If you are just incorporating your business now, you may find this is a good time to examine the types of insurance that are necessary for your particular business.
Three different types of insurance exist, which include property, liability, and people. Basic property insurance covers against most unforeseen events such as vandalism, fire, lighting, etc. If location warrants such an investment, optional insurance policies are also available for earthquakes and floods.
Property insurance can be divided into two groups. They are distinguishable in that one policy identifies exactly what is covered (“name-peril policy”) while the other identifies what is not covered (“all-risk policy”), thus it is very important to pay attention to these details. After deciding on the type of protection needed, you will need to think of the items that need coverage, such as buildings, inventory, office equipment, machinery, records, and trademarks to name a few.

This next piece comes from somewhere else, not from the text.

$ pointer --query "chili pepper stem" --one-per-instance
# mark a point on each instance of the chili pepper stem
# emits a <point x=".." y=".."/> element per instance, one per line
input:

Any business must have some sort of liability insurance. This is to protect against lawsuits for something your business did or didn’t do that resulted in personal injury or property damage. Liability insurance covers the cost of any jury awards and your legal defense. It is best to compare yourself to other similar businesses to determine the proper level of coverage. Some insurance providers combine personal and liability coverage but sometimes that may not be adequate. A restaurant for instance may need higher liability coverage since customer traffic is much higher than say a consulting firm.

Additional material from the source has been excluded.